Ustrina

November 22nd, 2008 § 0 comments § permalink

My latest album, Ustrina, has just been released by Andrea Marutti of Afe Records in Italy. It’s a limited edition of 100 copies in a beautiful full colour photographic sleeve. My thanks to Andrea for the release and for doing such a fantastic job with the sleeve.

I also have copies available myself for anyone who is interested. Get in touch if you’d like one.

Press release:

Ustrina is the latest album from Scottish artist Brian Lavelle and follows a surge of increased activity over the last two years with highly regarded releases such as Just a Song at Twilight (Dust, Unsettled – UK – 2006), Fallen are the Domes of Green Amber (Diophantine Discs – US – 2007) and Supernaturalist (EE Tapes – Belgium – 2008).

Ustrina consists of a single long-form work entitled ‘Pyre Nullity’, which is a set of dense, shifting cloudscapes, perhaps a little darker in focus than Lavelle’s last few releases and certainly his longest single composition to date. Its layers of ghostly, distant voices, subterranean drones and processed field recordings evoke forgotten realms, but this is not dark ambient music. Its compositional approach, subject matter and photographic imagery all point to hidden places, memories from a Golden Age cast on the fire, but not necessarily the darker side of existence. Indeed the cover suggests a possible modus operandi: cross the bridge, open the gate, move within.

The album utilises compositional ideas which date back to the mid 1990s, but which were not realised until very recently. Within the layers of ‘Pyre Nullity’ are electronic passages from certain recordings over a decade old, previously unreleased and now reworked, rejuvenated and redefined.

The fruits of friendship

November 12th, 2008 § 0 comments § permalink

Space Weather album cover
I’ve been listening to the Weather tonight, and for a large part of this week in fact.

By that I mean I’ve been listening to the fruits of the Space Weather recording session last Saturday in Glasgow. The line-up was as it is now and ever shall be, amen: Alistair Crosbie (electric guitar), me (synthesizer) and Andrew Paine (electric bass guitar).

It was another excellent session, full of laughter and joyous camaraderie, and it makes me think that for all we strive to do our solo recordings on our own to the best of our abilities, there is nothing like playing good music with good friends. I begin to see why certain people hate all the faff of studio work and live to play live together, whether that’s in front of an audience or not. There are some moments and extended passages of real beauty in what we did at the weekend, and that’s down to the three of us doing more or less with what we have in front of us.

There were pieces from the session which were just beautiful: understated and contemplative, but slowly burning with that strange SW magic that infects the first album we’ve already done (the cover is image at the top of this post).

There are also moments of pure wonderment at how these tracks come across in their recorded form, when compared to how I remember us playing them. Did we actually do this? It seems hard to believe. But the actuality of the smiles on our faces as we played them, and the memory of those smiles now, are the greater rewards in all of this.

One of the pieces essayed on Saturday was a long floating instrumental, which reminds me quite a bit of the work of a US group called Alien Planetscapes, who were stalwarts of the 80s home taper scene. They worked in a few experimental styles, but this kind of eerie space rock, with brilliant free floating bass (courtesy of Mr. P), was the kind of thing they did best I think.

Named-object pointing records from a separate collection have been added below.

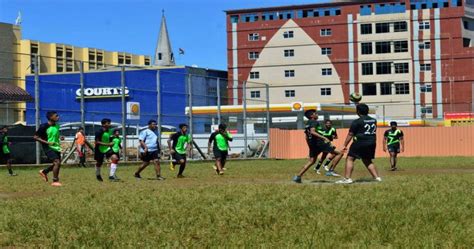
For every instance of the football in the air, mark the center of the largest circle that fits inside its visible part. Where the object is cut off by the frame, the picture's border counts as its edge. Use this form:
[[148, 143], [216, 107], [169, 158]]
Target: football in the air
[[355, 97]]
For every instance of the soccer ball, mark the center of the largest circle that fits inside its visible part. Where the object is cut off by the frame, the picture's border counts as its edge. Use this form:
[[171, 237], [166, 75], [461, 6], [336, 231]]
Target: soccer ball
[[355, 97]]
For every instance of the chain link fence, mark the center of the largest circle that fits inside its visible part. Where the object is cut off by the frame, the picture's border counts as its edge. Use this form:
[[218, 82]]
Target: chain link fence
[[132, 95]]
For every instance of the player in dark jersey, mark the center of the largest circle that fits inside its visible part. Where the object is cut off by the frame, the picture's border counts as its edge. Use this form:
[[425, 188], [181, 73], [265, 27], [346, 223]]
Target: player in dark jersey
[[220, 144], [363, 134], [317, 143], [392, 139], [5, 155], [330, 133], [103, 150], [48, 136], [179, 143]]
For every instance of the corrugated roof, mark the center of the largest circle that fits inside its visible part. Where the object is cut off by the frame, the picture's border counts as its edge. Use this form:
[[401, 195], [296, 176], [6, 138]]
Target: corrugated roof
[[12, 93]]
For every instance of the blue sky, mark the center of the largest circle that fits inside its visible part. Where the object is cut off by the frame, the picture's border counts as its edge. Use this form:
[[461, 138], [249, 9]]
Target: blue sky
[[132, 25]]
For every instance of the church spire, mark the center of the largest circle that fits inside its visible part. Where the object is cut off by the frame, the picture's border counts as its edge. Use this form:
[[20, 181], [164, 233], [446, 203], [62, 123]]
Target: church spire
[[164, 54]]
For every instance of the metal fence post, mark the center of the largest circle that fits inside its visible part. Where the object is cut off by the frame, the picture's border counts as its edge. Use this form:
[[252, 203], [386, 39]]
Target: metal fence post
[[158, 102], [37, 107], [219, 121], [190, 104], [267, 93], [124, 113], [81, 80], [244, 115]]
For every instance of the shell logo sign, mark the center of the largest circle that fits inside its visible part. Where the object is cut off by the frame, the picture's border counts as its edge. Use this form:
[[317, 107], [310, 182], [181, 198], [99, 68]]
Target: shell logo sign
[[133, 110], [297, 106]]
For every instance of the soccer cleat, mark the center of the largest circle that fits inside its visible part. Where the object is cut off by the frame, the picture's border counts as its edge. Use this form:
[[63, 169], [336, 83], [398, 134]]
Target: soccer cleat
[[345, 181], [44, 176], [114, 178], [56, 184], [332, 173], [297, 179]]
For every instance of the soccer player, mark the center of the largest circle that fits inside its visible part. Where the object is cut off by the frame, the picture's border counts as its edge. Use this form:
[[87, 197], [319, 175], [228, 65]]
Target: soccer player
[[178, 143], [363, 133], [103, 148], [391, 141], [5, 156], [317, 143], [116, 147], [330, 133], [48, 136], [220, 139], [81, 146], [150, 149]]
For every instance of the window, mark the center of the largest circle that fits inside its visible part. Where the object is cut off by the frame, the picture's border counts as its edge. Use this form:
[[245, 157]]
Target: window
[[326, 71], [382, 47], [326, 32], [402, 88], [288, 34], [367, 68], [254, 37], [425, 67], [382, 28], [424, 25], [427, 110], [386, 88], [384, 68], [59, 52], [255, 75], [400, 46], [289, 53], [289, 73], [369, 89], [366, 47], [424, 45], [326, 51], [401, 67], [253, 55], [289, 93], [400, 26], [466, 42], [366, 29], [254, 94], [326, 91], [426, 88]]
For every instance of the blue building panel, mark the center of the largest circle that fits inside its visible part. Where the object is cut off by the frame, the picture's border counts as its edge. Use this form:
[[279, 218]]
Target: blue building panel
[[59, 92]]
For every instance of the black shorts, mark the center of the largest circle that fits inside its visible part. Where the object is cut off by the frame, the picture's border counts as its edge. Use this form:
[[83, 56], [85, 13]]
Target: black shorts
[[394, 148], [99, 156], [316, 148], [53, 155], [150, 156], [4, 158], [220, 154], [362, 150], [178, 157]]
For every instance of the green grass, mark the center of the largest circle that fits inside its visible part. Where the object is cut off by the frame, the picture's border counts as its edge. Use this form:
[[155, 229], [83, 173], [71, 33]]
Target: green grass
[[428, 204]]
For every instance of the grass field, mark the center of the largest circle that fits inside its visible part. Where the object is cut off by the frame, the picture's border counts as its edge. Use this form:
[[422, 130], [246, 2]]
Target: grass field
[[428, 204]]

One more session like last Saturday’s and we will have a second album to contend with before the first is even out. It makes you think…

The passage of time

November 9th, 2008 § 0 comments § permalink

We stood by a pond that winter day,
And the sun was white, as though chidden of God,
And a few leaves lay on the starving sod,
–They had fallen from an ash, and were gray.

Your eyes on me were as eyes that rove
Over tedious riddles solved years ago;
And some words played between us to and fro–
On which lost the more by our love.

The smile on your mouth was the deadest thing
Alive enough to have strength to die;
And a grin of bitterness swept thereby
Like an ominous bird a-wing….

Since then, keen lessons that love deceives,
And wrings with wrong, have shaped to me
Your face, and the God-curst sun, and a tree,
And a pond edged with grayish leaves.

At school, I had a fundamental difficulty with Robert Hardy’s work. I read Return of the Native in my last year, and I recall not enjoying it at all. Worse than that, Hardy’s Wessex was colourless, plodding and its denizens devoid of hope, at least as far as I could tell from my limited reading of that novel twenty years ago.

The poem above (‘Neutral Tones’) is from the 1898 volume Wessex Poems And Other Verses and I was amazed to drink in its bleak outlook. It rejoices in its lack of colour and now that seems to me to be an integral part of its beauty.

Our tastes changes over time; what was once dull for me because it seemed colourless is now emotionally effecting precisely because of that colourlessness. I should try Hardy again in longer form. Perhaps twenty years later I’ll be able to take some pleasure from its joyless panoply.